Au Cameroun, le gouvernement est toujours à la recherche d’une solution pérenne au financement de la formation professionnelle, question de réduire le taux de chômage estimé à 74% à date selon les chiffres officiels. Après son passage devant la Commission des Finances et du budget de l’Assemblée nationale la semaine dernière, Issa Tchiroma Bakary, le ministre de l’Emploi et de la Formation professionnelle, (Minefop) a émis l’idée d’une mutualisation des forces qui aboutirait à la création d’un dispositif d’investissement dans ce secteur créateur de richesses (emplois).

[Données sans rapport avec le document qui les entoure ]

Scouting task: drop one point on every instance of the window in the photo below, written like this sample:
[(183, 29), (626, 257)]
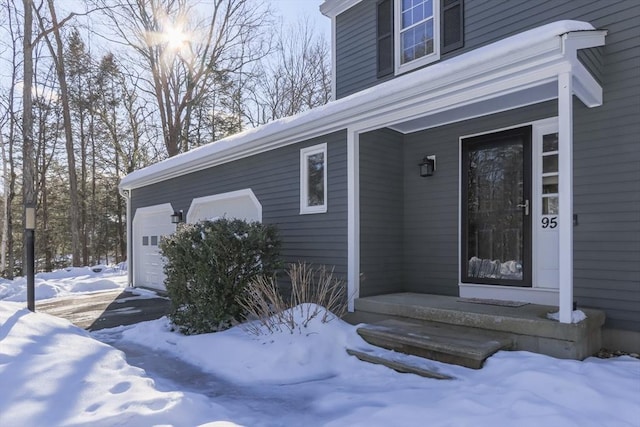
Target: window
[(313, 179), (422, 30), (417, 30)]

Pour le membre du gouvernement, la formation professionnelle coûte excessivement cher. Par conséquent, « son financement n’est pas seulement l'apanage du gouvernement. C’est toute la Nation qui doit se mobiliser pour financer la formation professionnelle. Parce qu’au moment où le monde avance pour avoir embrassé la formation professionnelle, le Cameroun ne peut pas se permettre d'être en retrait. Le gouvernement, le secteur public, le secteur privé doivent tous être mobilisés pour dégager suffisamment de ressources pour mettre en place un Fonds national pour le financement de la formation professionnelle », a-t-il déclaré. En substance, cet appel des pouvoirs publics laisse transparaître, les limites de la mesure instituée dans la loi de finances 2023 fixant le prélèvement à l’équivalent de deux mois de salaire et traitement brut pour les travailleurs non africain.

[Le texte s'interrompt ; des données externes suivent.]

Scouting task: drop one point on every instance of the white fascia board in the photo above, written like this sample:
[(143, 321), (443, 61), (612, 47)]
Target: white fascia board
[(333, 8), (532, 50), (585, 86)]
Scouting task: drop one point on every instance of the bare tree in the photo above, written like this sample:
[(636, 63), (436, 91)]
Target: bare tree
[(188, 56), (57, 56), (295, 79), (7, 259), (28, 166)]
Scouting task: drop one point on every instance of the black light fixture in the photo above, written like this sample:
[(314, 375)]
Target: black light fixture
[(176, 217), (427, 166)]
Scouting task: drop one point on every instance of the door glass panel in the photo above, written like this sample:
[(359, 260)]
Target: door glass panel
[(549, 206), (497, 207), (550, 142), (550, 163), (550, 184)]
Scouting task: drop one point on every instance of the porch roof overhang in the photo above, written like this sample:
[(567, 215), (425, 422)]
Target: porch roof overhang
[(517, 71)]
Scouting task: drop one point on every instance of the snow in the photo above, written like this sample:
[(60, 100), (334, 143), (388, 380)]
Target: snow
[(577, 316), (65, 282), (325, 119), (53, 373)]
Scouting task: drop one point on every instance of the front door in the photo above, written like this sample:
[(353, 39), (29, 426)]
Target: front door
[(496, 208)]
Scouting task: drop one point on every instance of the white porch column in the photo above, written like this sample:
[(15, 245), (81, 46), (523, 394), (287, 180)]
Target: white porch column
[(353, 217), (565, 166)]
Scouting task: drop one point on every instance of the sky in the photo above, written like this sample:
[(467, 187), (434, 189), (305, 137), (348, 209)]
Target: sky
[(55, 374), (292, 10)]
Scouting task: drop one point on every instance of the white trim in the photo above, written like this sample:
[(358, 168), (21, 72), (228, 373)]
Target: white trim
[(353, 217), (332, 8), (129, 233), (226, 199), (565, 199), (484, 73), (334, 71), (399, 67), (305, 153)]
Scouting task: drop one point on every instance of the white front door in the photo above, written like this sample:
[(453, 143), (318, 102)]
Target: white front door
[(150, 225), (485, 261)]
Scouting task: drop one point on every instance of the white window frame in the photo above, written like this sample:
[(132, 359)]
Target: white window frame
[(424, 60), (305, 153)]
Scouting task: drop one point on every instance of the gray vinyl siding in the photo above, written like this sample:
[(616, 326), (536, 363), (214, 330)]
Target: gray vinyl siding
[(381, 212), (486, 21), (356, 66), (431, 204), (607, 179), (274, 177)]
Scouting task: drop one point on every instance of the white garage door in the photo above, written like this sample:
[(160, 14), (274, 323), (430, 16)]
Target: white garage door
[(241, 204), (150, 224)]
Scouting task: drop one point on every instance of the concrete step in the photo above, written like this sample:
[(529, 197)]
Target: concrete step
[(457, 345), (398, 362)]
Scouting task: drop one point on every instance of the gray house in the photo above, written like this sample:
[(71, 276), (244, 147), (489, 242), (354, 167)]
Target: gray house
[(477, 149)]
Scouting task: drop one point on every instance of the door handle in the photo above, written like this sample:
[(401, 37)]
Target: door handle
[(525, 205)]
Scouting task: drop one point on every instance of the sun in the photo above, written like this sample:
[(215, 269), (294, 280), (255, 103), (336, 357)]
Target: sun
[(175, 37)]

Initialement, le gouvernement comptait s’appuyer sur les recettes non fiscales issues de ce secteur pour transformer progressivement la près de 300 SAR-SM (section artisanale rurale et section ménagère) en centres de formation aux métiers ultramodernes. Sauf qu’à la première année d’implémentation de la mesure, sur un objectif de 14 milliards de Fcfa, à peine 5 milliards de Fcfa ont été mobilisés (35%) d’après les confidences de Jeanine Ngo’o Eba, directeur de la régulation de la main d’œuvre au Minefop au quotidien gouvernemental Cameroon Tribune en janvier dernier. A fin décembre 2024, le Minefop vise 20 milliards de Fcfa. A quelques semaines de la fin d’année, aucune information ne filtre sur le montant recouvré depuis le début de l’exercice. Néanmoins, pour atteindre cette fois-ci le résultat escompté, Issa Tchiroma Bakary dévoilait le 11 janvier 2024, la nouvelle stratégie axée sur l’appel à un cocontractant (un expert) qui pendant trois ans, donnerait les détails sur le nombre (plus ou moins exact) des étrangers en terre camerounaise y compris leurs origines, leur capital savoir, leurs salaires.

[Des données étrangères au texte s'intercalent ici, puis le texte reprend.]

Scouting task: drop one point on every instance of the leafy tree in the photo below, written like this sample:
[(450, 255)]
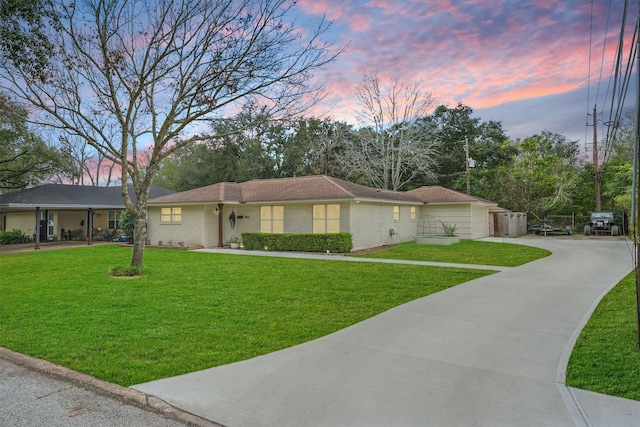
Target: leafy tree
[(137, 79), (394, 146), (25, 159), (488, 147), (313, 147)]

Budget en hausse de 5 milliards de Fcfa
Le budget du Minefop pour le compte de l'exercice 2025 s’élève à 33,1 milliards de Fcfa contre 28,8 milliards de Fcfa en 2024. Une enveloppe qui, pour Issa Tchiroma Bakary, est certes en hausse de 4,3 milliards de Fcfa (+15%) en glissement annuel mais elle reste insuffisante par rapport à l’objectif à atteindre. La même source renseigne que la transformation d’une SAR/SM en centre de formation professionnelle coûte entre 2 et 3 milliards de Fcfa. Calculette en main, le gouvernement nécessite entre 600 et 900 milliards de Fcfa pour ce faire. « S’agissant des moyens mis à notre disposition c’est 33 milliards de Fcfa. Même si cette somme était mise à ma disposition pour la construction des centres de formation professionnelle modernes, je n’aurais pas pu construire plus de 4 ou 5 centres alors que le chef de l’Etat a prescrit la transformation de 300 SAR/SM en centre de formation professionnelle. Vous voyze donc l’immensité de la tâche pour relever le défi », a-t-il plaidé au poste national.